Several major trauma hospitals were knocked out of service during recent attacks, the organization said.
But activists working in the city said as many as five other hospitals in eastern neighborhoods were still somewhat functional.
Doctors Without Borders (MSF) emergency coordinator Teresa Sancristoval said Saturday’s bombardment of hospitals marked “a dark day for east Aleppo.”
“The attacks have destroyed entire hospitals, electric generators, emergency rooms and wards, forcing them to stop all medical activities,” she said.

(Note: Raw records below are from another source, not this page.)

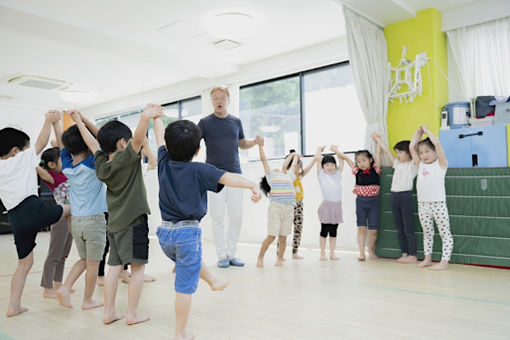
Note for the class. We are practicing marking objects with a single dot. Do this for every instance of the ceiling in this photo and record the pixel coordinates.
(115, 47)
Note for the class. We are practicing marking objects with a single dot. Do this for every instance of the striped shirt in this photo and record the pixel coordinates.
(282, 189)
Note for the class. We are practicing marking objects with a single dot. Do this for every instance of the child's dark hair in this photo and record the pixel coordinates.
(402, 146)
(11, 138)
(264, 186)
(111, 133)
(365, 153)
(182, 139)
(50, 155)
(427, 142)
(73, 141)
(328, 159)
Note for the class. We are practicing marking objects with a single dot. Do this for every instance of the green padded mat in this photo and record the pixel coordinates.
(479, 205)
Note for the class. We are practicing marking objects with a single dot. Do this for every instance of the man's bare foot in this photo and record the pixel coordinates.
(407, 259)
(125, 277)
(425, 263)
(184, 336)
(15, 311)
(133, 320)
(108, 319)
(64, 297)
(443, 265)
(148, 278)
(219, 285)
(91, 304)
(50, 293)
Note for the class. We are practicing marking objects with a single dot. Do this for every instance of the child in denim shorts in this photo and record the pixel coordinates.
(183, 187)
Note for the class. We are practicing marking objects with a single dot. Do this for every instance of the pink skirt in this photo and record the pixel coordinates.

“It is not only MSF that condemns indiscriminate attacks on civilians or civilian infrastructure, including hospitals, but also humanitarian law. The message is simple and I don’t know how to say it any louder: stop bombing hospitals.”
One of those hit was a children’s hospital, forcing staff to evacuate babies. MSF said that three floors were destroyed in the facility — the only hospital exclusively for children in the area.
“What is not clear is how much longer the health system, already on its knees, can carry on functioning unless the bombing stops and medical supplies are allowed in,” said Luis Montial, MSF deputy head of mission for Syria.
CNN has not been able to independently verify the extent of the strikes, with little access to eastern Aleppo.
It is unclear how many children have died in the attacks, but at least four were reported killed in strikes on Wednesday. Activists said there were likely to be more children among the dead
In regime-held western Aleppo, two people were killed and seven were injured Saturday when two neighborhoods were bombed by “terrorist groups,” according to the state-run Syrian Arab News Agency. On Friday, five people were killed in the shelling, including two children, the state agency said.
A student at Aleppo University in the west told CNN that security forces had gathered students in the university’s main square on Sunday to protest against rebels in eastern Aleppo.
The student, who CNN is not naming for security reasons, also said they had been told to appeal to the United Nations to have opposition armed groups removed from the east so that the siege on civilians can be lifted.